Fleda hopped off the sofa, Robinson Crusoe crashing to the floor, and threw herself into Emily’s arms, holding on to her so tightly Emily was certain her ribs would crack. Outside, beyond the library windows, drunken laughter and the whickering of horses were telltale signs that more of the carriages were preparing to take their leave of Hartwood. Fleda suddenly bolted from Emily and hurried to the darkened windows where she scrutinized the flurry of activity on the pavement.
“I see Mrs. Jiggins stepping into her carriage.

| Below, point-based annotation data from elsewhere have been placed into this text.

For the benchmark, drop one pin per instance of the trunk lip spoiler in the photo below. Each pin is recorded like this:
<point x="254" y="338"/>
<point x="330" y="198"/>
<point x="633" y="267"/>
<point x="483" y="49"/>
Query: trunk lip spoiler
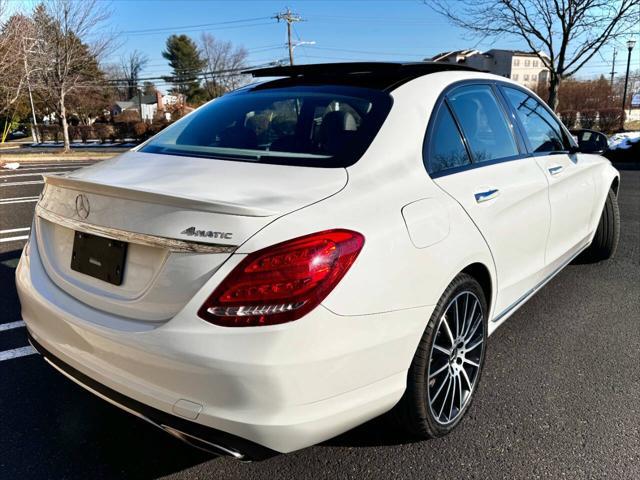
<point x="213" y="206"/>
<point x="172" y="244"/>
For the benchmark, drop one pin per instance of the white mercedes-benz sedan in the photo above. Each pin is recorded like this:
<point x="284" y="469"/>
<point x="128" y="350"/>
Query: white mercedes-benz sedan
<point x="309" y="252"/>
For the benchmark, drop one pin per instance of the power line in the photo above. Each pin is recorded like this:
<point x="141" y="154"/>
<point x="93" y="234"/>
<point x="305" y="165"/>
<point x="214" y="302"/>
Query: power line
<point x="289" y="17"/>
<point x="243" y="20"/>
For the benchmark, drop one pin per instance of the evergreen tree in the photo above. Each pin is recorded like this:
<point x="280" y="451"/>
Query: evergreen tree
<point x="186" y="63"/>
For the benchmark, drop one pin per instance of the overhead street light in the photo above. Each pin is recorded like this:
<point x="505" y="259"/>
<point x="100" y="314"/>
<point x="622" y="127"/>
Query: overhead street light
<point x="630" y="44"/>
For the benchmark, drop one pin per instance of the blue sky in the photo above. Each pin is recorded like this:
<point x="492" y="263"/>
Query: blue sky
<point x="343" y="30"/>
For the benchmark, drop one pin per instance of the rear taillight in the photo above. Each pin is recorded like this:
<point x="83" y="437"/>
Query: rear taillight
<point x="283" y="282"/>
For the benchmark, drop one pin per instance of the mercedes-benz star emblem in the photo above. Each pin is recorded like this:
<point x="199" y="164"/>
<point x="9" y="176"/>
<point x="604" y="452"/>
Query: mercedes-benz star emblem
<point x="82" y="206"/>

Go with her.”
Emily moved closer toward the antechamber. “But the woman knows me.”
“I overheard her telling Mother that she likes champagne so very much,” said Fleda, smiling bravely, “she usually sleeps the entire way back to London.”
“My dear little sprite,” laughed Emily, gathering the girl up in one last embrace.
As she went through the door and into the night, she heard Fleda call out to her, “Godspeed, my sister.”
4:45 a.m.
Mrs. Jiggins rolled her head over the side of her barouche. The ostrich plume on her pleated turban had broken in half and was now dangling absurdly over her eyes.
“You say your friends left without you? Oh, you poor dear girl. With all the excitement of the Regent tonight, I daresay they left their heads behind as well. Hop in, hop in and I shall instruct my driver to take you to your home.”
Mrs. Jiggins was snoring by the time her barouche clattered through the iron gates of Hartwood Hall. Smiling to herself, Emily pulled her shawl around her shoulders, nestled into the comfort of the leather seats and listened for the song of her magpie in the chestnut trees.